# My contest pictures ( don't know if they got in)



## bettabreeder123 (Nov 7, 2010)

:-Dok these are the photos i MIGHT put in the conteset but i need the help of the audience:


----------



## TaylorW (Sep 4, 2010)

What a gorgeous double tail!


----------



## small fry (Oct 14, 2010)

Wow, never seen such a beautiful double tail!:-D


----------



## LikeDiscoSuperfly (Oct 18, 2010)

I like the second one!


----------



## bettabreeder123 (Nov 7, 2010)

thanks, i got him in a petshop, i didn't know they could be that pretty and in the stores!


----------



## MrVampire181 (May 12, 2009)

Nice, good nest builder too.
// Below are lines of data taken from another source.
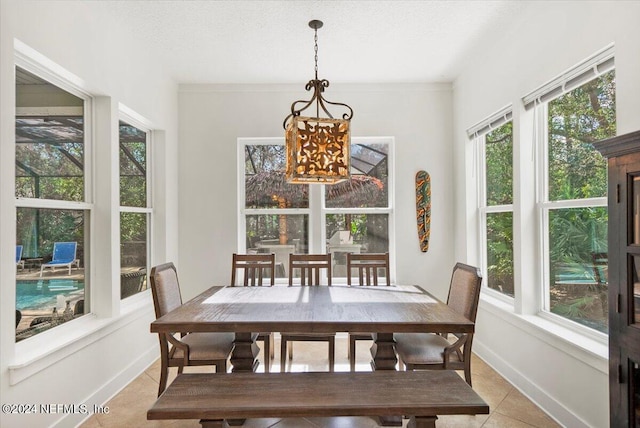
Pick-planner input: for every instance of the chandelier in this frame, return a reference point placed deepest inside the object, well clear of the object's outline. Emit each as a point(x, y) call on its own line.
point(317, 149)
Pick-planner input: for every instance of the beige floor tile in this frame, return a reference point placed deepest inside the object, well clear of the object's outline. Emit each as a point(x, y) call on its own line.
point(92, 422)
point(517, 406)
point(461, 421)
point(294, 423)
point(493, 389)
point(508, 407)
point(261, 423)
point(496, 420)
point(344, 422)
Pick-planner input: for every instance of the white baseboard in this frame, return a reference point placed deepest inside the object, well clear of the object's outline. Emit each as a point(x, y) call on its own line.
point(110, 389)
point(533, 392)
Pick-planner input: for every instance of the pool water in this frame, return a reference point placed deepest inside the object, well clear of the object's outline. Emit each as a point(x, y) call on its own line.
point(44, 293)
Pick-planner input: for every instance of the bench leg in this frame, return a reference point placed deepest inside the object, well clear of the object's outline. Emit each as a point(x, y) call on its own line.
point(213, 423)
point(422, 422)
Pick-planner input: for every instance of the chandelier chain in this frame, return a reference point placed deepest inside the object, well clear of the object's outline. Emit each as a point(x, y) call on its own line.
point(315, 49)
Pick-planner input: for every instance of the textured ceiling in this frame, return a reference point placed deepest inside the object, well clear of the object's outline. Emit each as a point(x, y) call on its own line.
point(271, 42)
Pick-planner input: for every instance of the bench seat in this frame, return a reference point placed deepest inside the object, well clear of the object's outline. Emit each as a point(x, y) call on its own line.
point(212, 398)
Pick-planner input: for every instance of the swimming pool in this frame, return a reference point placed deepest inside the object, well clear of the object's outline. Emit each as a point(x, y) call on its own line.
point(44, 293)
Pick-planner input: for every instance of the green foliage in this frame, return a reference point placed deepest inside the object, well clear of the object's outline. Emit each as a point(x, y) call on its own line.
point(499, 164)
point(500, 252)
point(576, 120)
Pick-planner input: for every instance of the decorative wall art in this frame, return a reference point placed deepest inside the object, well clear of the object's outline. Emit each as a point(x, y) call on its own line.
point(423, 208)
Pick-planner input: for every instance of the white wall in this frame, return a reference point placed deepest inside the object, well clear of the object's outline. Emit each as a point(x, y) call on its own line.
point(83, 39)
point(569, 381)
point(213, 117)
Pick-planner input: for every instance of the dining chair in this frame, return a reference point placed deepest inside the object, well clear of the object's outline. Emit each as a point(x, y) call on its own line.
point(311, 267)
point(256, 269)
point(430, 351)
point(190, 349)
point(368, 267)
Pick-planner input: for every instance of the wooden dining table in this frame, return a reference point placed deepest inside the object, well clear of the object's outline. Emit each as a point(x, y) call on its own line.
point(313, 309)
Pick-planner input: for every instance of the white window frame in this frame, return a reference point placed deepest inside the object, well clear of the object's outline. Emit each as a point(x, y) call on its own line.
point(316, 210)
point(132, 118)
point(478, 133)
point(543, 207)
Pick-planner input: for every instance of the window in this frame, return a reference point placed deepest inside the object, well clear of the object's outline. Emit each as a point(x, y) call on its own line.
point(52, 202)
point(570, 113)
point(135, 208)
point(276, 217)
point(494, 139)
point(573, 205)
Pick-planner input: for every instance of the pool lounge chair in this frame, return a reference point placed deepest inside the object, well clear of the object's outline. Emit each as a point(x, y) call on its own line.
point(64, 254)
point(19, 261)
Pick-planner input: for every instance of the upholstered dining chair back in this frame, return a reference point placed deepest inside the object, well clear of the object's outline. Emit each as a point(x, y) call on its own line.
point(368, 266)
point(429, 351)
point(165, 289)
point(255, 268)
point(184, 349)
point(464, 291)
point(310, 266)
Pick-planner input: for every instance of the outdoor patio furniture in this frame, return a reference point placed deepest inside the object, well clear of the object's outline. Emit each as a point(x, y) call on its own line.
point(132, 282)
point(19, 261)
point(64, 255)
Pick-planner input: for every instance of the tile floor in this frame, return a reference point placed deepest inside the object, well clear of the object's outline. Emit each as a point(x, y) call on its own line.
point(509, 408)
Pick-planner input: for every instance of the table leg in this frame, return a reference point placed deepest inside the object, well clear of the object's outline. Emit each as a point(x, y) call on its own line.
point(384, 358)
point(245, 352)
point(243, 359)
point(422, 422)
point(383, 352)
point(213, 423)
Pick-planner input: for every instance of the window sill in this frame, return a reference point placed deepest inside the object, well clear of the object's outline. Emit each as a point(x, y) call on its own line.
point(589, 350)
point(47, 348)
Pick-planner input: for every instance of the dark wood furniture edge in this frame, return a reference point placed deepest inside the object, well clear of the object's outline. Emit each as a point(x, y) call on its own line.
point(418, 393)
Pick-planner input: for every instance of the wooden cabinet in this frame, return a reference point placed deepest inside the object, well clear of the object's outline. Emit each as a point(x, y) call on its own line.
point(623, 153)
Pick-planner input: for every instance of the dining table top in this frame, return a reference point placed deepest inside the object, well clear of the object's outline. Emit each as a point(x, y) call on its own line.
point(314, 309)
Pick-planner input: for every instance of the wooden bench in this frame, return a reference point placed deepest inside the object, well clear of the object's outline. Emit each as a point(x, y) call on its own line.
point(213, 398)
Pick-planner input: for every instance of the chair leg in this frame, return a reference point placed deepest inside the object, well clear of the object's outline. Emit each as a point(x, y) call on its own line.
point(467, 374)
point(352, 353)
point(332, 354)
point(164, 374)
point(267, 353)
point(272, 346)
point(283, 355)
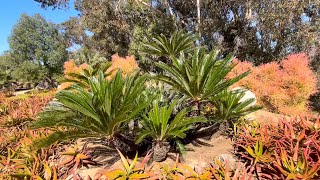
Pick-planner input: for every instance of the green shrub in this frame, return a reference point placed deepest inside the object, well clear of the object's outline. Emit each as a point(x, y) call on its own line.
point(162, 127)
point(103, 110)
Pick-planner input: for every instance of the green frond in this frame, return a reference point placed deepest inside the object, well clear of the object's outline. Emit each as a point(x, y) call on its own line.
point(101, 109)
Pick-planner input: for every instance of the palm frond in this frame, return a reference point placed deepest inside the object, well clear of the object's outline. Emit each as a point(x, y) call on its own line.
point(101, 109)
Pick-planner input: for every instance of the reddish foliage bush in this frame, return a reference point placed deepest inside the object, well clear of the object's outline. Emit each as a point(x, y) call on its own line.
point(16, 110)
point(282, 87)
point(127, 65)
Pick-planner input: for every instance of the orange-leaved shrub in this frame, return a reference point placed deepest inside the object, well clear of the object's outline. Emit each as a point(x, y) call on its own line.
point(281, 87)
point(20, 109)
point(127, 65)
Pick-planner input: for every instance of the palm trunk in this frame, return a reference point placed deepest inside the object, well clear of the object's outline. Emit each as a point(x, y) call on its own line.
point(160, 151)
point(199, 19)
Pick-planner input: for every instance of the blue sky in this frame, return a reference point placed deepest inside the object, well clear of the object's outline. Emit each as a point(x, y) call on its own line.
point(10, 11)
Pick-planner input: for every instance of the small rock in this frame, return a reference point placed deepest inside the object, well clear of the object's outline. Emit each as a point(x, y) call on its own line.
point(247, 95)
point(230, 159)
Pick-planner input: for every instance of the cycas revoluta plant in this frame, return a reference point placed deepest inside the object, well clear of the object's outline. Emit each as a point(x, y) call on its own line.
point(198, 75)
point(162, 127)
point(229, 105)
point(81, 74)
point(101, 111)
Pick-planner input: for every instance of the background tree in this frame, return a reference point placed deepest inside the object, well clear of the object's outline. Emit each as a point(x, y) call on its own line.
point(36, 48)
point(259, 31)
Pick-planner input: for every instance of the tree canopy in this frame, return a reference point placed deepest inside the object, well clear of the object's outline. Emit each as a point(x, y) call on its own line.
point(256, 30)
point(37, 48)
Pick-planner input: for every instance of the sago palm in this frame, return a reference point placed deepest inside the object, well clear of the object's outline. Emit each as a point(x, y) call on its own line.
point(198, 75)
point(230, 105)
point(159, 125)
point(102, 111)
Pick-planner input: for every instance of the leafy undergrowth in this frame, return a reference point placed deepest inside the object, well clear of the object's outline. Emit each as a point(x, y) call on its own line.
point(287, 150)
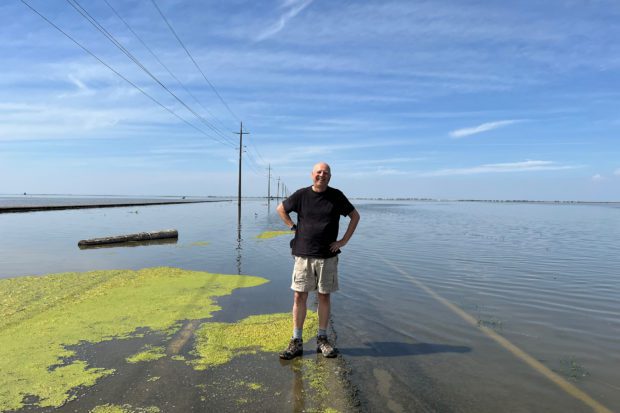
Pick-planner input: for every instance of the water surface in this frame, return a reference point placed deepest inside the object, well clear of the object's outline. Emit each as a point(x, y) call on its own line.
point(543, 276)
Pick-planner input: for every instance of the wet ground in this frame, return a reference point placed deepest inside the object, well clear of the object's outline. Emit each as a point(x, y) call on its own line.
point(541, 279)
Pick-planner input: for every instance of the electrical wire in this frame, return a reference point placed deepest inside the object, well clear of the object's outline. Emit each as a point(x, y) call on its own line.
point(115, 71)
point(194, 61)
point(163, 65)
point(75, 4)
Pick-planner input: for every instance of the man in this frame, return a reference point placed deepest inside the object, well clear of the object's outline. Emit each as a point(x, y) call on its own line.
point(316, 248)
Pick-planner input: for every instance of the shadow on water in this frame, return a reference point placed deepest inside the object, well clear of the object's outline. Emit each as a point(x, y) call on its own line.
point(397, 349)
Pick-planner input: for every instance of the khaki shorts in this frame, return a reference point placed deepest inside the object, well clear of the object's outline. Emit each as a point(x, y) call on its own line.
point(310, 274)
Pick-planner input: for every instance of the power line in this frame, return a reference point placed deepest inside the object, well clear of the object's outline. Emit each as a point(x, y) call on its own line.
point(162, 64)
point(194, 61)
point(109, 36)
point(116, 72)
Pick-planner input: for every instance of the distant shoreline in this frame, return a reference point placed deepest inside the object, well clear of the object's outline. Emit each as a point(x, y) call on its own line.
point(37, 208)
point(496, 201)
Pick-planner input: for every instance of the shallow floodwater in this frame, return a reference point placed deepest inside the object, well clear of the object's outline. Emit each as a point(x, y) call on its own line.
point(435, 297)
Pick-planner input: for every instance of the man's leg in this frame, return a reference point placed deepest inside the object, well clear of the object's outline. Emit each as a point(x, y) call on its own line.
point(323, 344)
point(296, 345)
point(300, 309)
point(323, 311)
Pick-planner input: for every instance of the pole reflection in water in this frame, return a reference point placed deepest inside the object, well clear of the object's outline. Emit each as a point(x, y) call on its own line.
point(239, 239)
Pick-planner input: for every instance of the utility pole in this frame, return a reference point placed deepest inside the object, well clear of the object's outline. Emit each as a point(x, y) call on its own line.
point(269, 184)
point(240, 133)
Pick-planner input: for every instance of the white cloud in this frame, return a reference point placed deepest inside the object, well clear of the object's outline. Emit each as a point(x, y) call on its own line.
point(293, 8)
point(461, 133)
point(525, 166)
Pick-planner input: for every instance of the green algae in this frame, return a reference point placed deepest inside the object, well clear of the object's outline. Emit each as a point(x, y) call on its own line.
point(218, 343)
point(42, 317)
point(150, 353)
point(255, 386)
point(126, 408)
point(273, 234)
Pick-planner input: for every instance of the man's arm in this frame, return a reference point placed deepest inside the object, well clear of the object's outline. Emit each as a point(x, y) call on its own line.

Is he the poor guy who got beat up by his girlfriend Lol .


----------



## bettabreeder123 (Nov 7, 2010)

i thinks hes losing interest in nest building cuase after they got dstroyed he stopped a little and HOW DO I GET THEM TO STOP FIGHTING LIKE BATTLE AREANAS IN THAILAND???????


----------



## MrVampire181 (May 12, 2009)

Your bettas are nothing like the fighters. also you can't stop them from fighting....Siamese FIGHTING fish.


----------



## bettabreeder123 (Nov 7, 2010)

vamp i am putting a super aggresive betta thats not a plakat but i think my male aggresive one is like a gaint form all the sitting there and doing nothing and waiting to be fed so i don't know if he'll breed and he will not make a nest.


----------



## bloo97 (Mar 6, 2010)

:nicefish:


----------



## Bettacaleb (Jul 4, 2010)

idk which one there all pretty!! he he made my own sign!

NICE 
FISH!
@
@
@


----------



## akjadestar (Mar 19, 2010)

The second and third are NIIICE! 
How/ where do you send in pics?


----------



## bettabreeder123 (Nov 7, 2010)

lol


----------